Edited by Melvin Jules Bukiet and David G. Roskies
My short story, "Elvis, Axl, And Me," is a comic romp in which Elvis Presley is alive, well, and pretending to be a Hasidic Jew living in the Bronx. "I met Elvis for the first time in the deli across the street from the elevated line on White Plains Road and Pelham Parkway. He was wearing a yarmulke on top of his head, and a lopsided, shiny black wig with long 'peyes' on the sides that drooped past his chin, a fake-looking beard to his collarbone, and a shapeless black coat, which didn't hide his paunch, even sitting down. His skin was as white as flour, and his eyes looked glazed, as though he spent far too much time indoors."
Edited by Lisa Solod Warren
My essay, "The Root Of All Evil," explores how becoming a parent made me wish I had wealth, although I never had done so before.
"You'd never mistake me for a money-hungry woman even now.

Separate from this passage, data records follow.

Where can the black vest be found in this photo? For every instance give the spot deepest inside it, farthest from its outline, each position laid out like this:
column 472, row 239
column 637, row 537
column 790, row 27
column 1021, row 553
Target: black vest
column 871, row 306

I dress simply, in T-shirts and jeans or yoga pants. As a kid, my left-wing parents raised me to be scornful of materialism. I never owned a Barbie, a Troll doll, or a Monopoly set, and I didn't have an endless array of dress-up clothes and princess accoutrements to wear as I paraded around our small Bronx apartment. And yet, the past few years as a mom have completely changed my philosophy about money."
Edited by Mindy Lewis
My essay, "The Color of Cinnamon," explores how being the adoptive mother of a daughter from Guatemala has dramatically altered my relationship to keeping house.
"On a July afternoon, in a picture-book perfect, colonial, Mexican town, high in the mountains, my five-year-old daughter draws happily with markers in the shaded corner of the otherwise sun-dappled patio of our brightly-colored, art-and-plant filled, Mexican casa. I watch her as she bends her head intently over her coloring book. Her long, black hair, loose and shimmering, falls across her heart-shaped face. She resembles (far more than she resembles me) the sisters-in-law, Senoras Carmen and Silvia, who clean our casa and cook our meals."
Edited by Ulrich Baer
My essay, "Baby Lust," tells the story of how, after witnessing 9-11 close-hand, my husband and I, feeling our mortality as never before, were spurred on to become parents, after years of indecision.
"Despite telling myself to put my yearnings to rest, I feel 'baby lust' whenever I pass a mother or nanny out with a little one. If the baby is laughing and cooing, my envy level reaches stratospheric heights ... And then on the morning of 9-11-2001, at a little after nine o'clock, I find myself standing out on Sixth Avenue in the West Village, a few blocks from my apartment, just a couple of miles from the World Trade Center, close enough to feel that I can reach out and touch the flames. I watch as the second plane hits, watch as the buildings burn and disintegrate, crumbling like cigarettes."